Negative Gradient and Gradient Descent Method

Maria88
Messages
9
Reaction score
0
What is "Negative Gradient" ? and what is "Gradient Descent Method" ? What is the difference and relationship between them ?
What is the benefit each of them ?
 
Last edited:
Physics news on Phys.org
Do you know how to calculate the gradient of a function, in vector calculus, and what it means geometrically?
 
jtbell said:
Do you know how to calculate the gradient of a function, in vector calculus, and what it means geometrically?
thanks a lot

No, I am not so good in math , I know this is a stupid question, but if you can answer it, I will appreciated that
 
You can find out how to calculate the gradient in any calculus textbook that includes multivariable calculus (vector calculus), and probably on hundreds of web sites including Wikipedia (http://en.wikipedia.org/wiki/Gradient), so I won't do that here. I'll just talk about the meaning of the gradient.

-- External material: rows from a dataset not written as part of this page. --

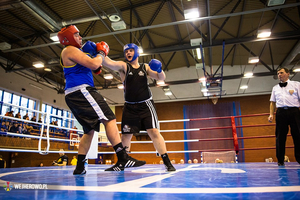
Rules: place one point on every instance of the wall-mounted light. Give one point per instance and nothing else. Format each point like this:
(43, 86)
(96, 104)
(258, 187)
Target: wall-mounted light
(120, 86)
(167, 91)
(263, 33)
(198, 53)
(4, 46)
(38, 64)
(47, 69)
(53, 37)
(160, 82)
(120, 25)
(191, 13)
(141, 50)
(35, 86)
(296, 69)
(253, 59)
(108, 76)
(248, 75)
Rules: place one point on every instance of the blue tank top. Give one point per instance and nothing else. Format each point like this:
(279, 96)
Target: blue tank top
(77, 75)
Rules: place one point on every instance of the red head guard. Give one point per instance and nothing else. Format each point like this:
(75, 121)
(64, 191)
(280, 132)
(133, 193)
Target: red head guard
(66, 36)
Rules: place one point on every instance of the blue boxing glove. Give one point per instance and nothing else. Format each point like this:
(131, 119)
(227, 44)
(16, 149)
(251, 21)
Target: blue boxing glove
(90, 48)
(155, 65)
(98, 71)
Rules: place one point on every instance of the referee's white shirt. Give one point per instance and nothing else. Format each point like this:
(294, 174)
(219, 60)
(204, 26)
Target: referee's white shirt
(286, 96)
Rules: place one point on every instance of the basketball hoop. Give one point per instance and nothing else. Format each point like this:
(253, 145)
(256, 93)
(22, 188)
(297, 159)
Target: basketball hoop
(214, 99)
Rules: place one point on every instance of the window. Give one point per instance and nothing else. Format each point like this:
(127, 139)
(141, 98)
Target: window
(7, 97)
(57, 115)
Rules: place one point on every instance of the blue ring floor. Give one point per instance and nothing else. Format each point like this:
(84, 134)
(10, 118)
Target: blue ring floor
(196, 181)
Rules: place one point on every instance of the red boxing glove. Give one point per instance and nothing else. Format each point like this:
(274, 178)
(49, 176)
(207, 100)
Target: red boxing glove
(98, 71)
(102, 48)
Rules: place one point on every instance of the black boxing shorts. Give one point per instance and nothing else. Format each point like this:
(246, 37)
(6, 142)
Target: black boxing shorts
(139, 116)
(89, 107)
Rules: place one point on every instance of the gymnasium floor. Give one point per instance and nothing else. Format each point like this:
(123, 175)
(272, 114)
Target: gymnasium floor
(190, 181)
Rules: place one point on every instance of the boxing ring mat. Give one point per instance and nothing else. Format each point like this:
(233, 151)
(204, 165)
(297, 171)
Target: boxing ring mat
(198, 181)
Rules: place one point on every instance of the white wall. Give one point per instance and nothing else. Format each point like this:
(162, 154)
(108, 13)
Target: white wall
(14, 83)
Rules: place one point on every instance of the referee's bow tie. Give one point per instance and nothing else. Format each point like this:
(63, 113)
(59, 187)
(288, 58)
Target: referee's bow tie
(282, 84)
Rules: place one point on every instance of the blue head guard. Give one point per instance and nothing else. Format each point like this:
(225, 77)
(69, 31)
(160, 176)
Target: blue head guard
(136, 50)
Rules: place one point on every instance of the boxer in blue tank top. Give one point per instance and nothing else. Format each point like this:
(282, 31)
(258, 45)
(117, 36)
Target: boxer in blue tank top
(87, 105)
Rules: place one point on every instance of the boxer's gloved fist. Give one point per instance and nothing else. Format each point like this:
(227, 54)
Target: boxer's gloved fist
(98, 71)
(155, 65)
(102, 48)
(90, 47)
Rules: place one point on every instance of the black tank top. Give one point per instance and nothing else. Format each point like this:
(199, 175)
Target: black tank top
(136, 88)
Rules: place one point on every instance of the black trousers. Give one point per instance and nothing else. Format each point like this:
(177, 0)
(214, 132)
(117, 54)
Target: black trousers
(286, 118)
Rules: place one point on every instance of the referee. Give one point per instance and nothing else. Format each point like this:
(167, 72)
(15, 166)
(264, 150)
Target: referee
(286, 97)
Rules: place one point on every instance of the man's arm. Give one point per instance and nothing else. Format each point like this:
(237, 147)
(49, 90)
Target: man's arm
(72, 55)
(153, 74)
(154, 70)
(272, 110)
(114, 65)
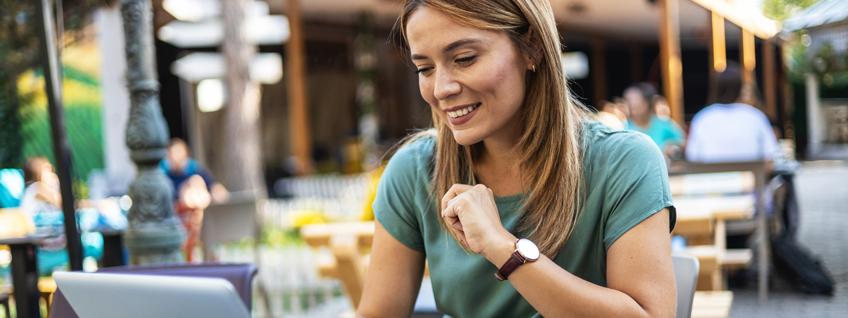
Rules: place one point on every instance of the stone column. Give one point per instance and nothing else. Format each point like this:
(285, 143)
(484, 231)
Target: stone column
(154, 235)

Suppose you have a function h(x,y) that tells you the elevation (height) of the land at horizontal coordinates (x,y). The gradient of this function, ##\vec \nabla h(x,y)##, is a vector function that gives you a vector for each point (x,y). This gradient vector points in the direction of steepest uphill slope, and its magnitude is the value of that slope (like the slope of a straight-line graph).

The opposite direction, the negative gradient ##-\vec \nabla h(x,y)## tells you the direction of steepest downhill slope.

If you want to find the location (x,y) at which h(x,y) is minimum (e.g. the bottom of a valley), one way is to follow the negative gradient vector downhill. Calculate ##-\vec \nabla h## at your starting point (x0, y0), take a step downhill in that direction to the point (x1, y1), calculate ##-\vec \nabla h## at that point, take a step in the new downhill direction, etc. Keep going until you find yourself at a higher elevation at the end of a step, indicating that you have gone past the bottom.